There was no police officer on duty in the school to confront the shooter. Police, who the shooter fired on, waited outside for almost an hour, apparently trying to establish communication with the killer and waiting for more equipment to arrive. Finally, when a Border Patrol tactical unit arrived, that unit rushed in immediately and killed Ramos. (Another report says that the Border Patrol tactical unit was delayed for thirty minutes by local cops who insisted on the delay. That report says that after about thirty minutes, the BP heroes ignored the cops and entered the school.)

People who are most expert at applying violence are usually those who know how best defend against it. One of my best friends is a former SEAL who has trained police to deal with active shooters in schools by running many simulation drills in which he — a major league good guy — or one of his employees plays the role of the bad guy. What my friend says is important and we need to act on his advice.

The first thing my friend insists on is that it was a major dereliction of duty for the cops to wait as long as they did to enter the school. Some of the children and teachers may not have been dead from their initial wounds. They may have died while the cops stalled for nearly an hour.

This is reminiscent of the Parkland, Florida school massacre when the police also failed to enter the school quickly to take out the shooter.

My friend says that the first objective for the cops must be to enter the school as fast as they can to arrest or kill the shooter. There is nothing more important than acting as soon as humanly possible to enter the school and end the shooter’s ability to kill or wound anyone else.

That means that the cops have to act and act quickly regardless of personal risk. It’s their job.

My friend also says we have to spend the money to make schools harder targets for potential child killers.

School boards, and the people who run our colleges and universities, don’t want to spend the money to provide armed officers in each building. They must do so. That means they should have a fully-armed and body-armored officer whose only duty it is to patrol the building and protect the kids. “School resource officers” who teach Johnny and Sally not to jaywalk are nice, but the armed patrol can’t be diverted from the duty to protect the kids.

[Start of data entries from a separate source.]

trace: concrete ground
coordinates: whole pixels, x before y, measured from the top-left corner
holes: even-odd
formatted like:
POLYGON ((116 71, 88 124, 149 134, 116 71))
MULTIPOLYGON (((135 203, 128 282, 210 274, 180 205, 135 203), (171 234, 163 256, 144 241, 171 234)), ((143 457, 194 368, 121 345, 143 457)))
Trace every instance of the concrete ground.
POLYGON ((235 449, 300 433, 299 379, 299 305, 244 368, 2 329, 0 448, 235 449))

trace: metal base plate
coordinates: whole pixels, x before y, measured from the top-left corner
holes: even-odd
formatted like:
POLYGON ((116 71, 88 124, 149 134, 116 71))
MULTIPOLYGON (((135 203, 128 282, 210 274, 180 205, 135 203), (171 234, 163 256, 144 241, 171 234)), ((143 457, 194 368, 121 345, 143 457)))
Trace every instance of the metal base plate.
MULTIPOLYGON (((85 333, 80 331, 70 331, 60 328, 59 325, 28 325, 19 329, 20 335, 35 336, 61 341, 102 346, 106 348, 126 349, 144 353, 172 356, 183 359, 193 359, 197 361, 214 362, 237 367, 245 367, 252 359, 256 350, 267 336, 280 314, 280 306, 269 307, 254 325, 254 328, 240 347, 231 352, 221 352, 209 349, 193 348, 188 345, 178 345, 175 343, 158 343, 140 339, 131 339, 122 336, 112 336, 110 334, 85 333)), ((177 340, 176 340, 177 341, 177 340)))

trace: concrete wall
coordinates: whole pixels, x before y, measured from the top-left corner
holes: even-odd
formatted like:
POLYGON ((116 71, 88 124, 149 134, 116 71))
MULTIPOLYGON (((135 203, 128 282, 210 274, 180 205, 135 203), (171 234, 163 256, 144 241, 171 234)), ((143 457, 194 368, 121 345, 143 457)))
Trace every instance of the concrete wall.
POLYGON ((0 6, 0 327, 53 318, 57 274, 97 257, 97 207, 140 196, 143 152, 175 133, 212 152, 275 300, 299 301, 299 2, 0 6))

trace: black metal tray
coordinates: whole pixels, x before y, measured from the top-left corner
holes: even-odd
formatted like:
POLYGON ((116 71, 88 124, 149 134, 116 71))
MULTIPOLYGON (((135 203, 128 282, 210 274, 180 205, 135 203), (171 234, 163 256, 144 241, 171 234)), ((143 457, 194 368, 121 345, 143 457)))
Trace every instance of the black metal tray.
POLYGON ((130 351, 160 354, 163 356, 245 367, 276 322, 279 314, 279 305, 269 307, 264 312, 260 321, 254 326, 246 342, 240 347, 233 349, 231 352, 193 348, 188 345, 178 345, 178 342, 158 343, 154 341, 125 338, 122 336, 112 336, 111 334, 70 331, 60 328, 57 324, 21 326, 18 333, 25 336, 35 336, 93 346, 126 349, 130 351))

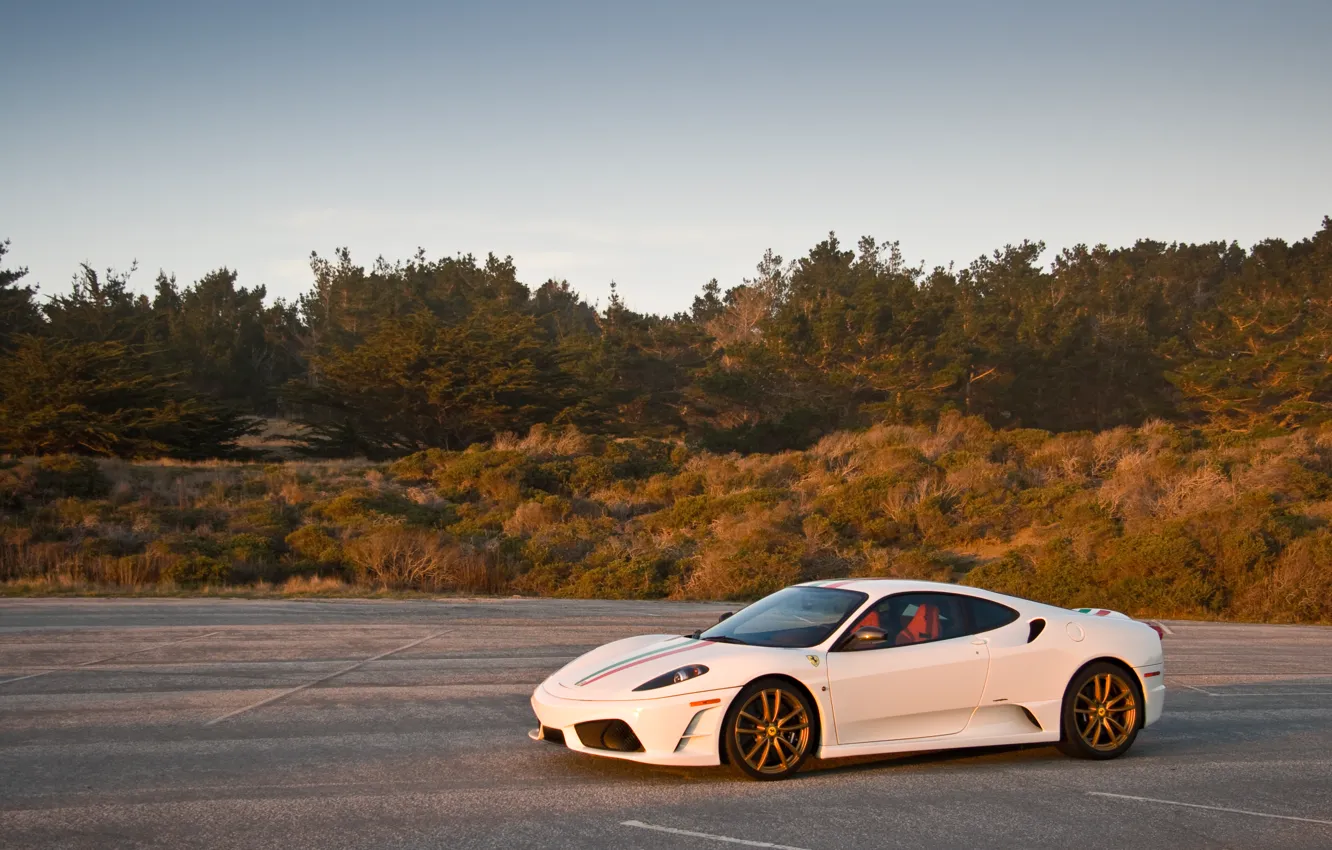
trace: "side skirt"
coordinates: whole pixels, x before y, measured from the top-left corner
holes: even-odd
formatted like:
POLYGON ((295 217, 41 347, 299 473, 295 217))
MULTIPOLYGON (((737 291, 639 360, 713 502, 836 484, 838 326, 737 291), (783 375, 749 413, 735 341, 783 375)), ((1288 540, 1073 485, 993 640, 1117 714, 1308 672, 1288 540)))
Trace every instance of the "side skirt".
POLYGON ((821 759, 847 758, 849 756, 888 755, 891 753, 917 753, 929 750, 960 750, 965 747, 1003 747, 1017 744, 1053 744, 1059 740, 1059 730, 1031 731, 1022 734, 968 735, 965 731, 956 735, 940 735, 934 738, 903 738, 898 741, 870 741, 865 744, 834 744, 821 747, 818 757, 821 759))

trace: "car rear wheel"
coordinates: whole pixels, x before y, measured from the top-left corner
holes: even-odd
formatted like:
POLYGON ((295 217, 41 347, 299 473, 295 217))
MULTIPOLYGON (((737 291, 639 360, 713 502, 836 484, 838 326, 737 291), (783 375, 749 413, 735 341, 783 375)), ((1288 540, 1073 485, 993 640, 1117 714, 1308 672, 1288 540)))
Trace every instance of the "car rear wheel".
POLYGON ((1138 737, 1143 709, 1133 675, 1114 664, 1089 664, 1064 692, 1059 750, 1084 759, 1122 756, 1138 737))
POLYGON ((726 715, 726 756, 753 779, 785 779, 813 750, 815 716, 809 698, 790 682, 752 682, 726 715))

My ex-SEAL pal points out that a highly-trained police dog could be on duty with each of the armed officers. Those dogs may look scary but they could, and would, attack a shooter on command, willingly giving their lives to stop the killing. Better many dogs should die than a single kid.

Nor do school boards and colleges want to spend the money — as the Israelis do — to build high fences around the schools and require everyone who enters the building pass through a metal detector. In this, they are as derelict in their duties as the Uvalde and Parkland cops who waited outside until the killing was thought to be over. Tall fences and metal detectors can save lives.

The people who run our school systems don’t ensure that the schools have effective lockdown procedures. Did the Uvalde school have one? We don’t know. School officials didn’t even take the trouble to lock the door that the shooter entered through, which should have been done as part of the daily routine.

I have never been in favor of arming teachers, but my friend disagrees. If a teacher volunteers and is well trained, having an armed teacher confront a shooter is far better than nothing. After Uvalde, I have to agree.

There is no higher duty we have than to protect our children. The Dems always say that it’s “for the children” when more money is to be spent on teachers’ salaries and social programs. But they — and we — ignore the fact that fences, patrolling officers, and perhaps armed teachers can save children from being murdered.

It’s long past time for us to learn the lessons that reality keeps teaching us and act upon them. How many more kids have to die before we do?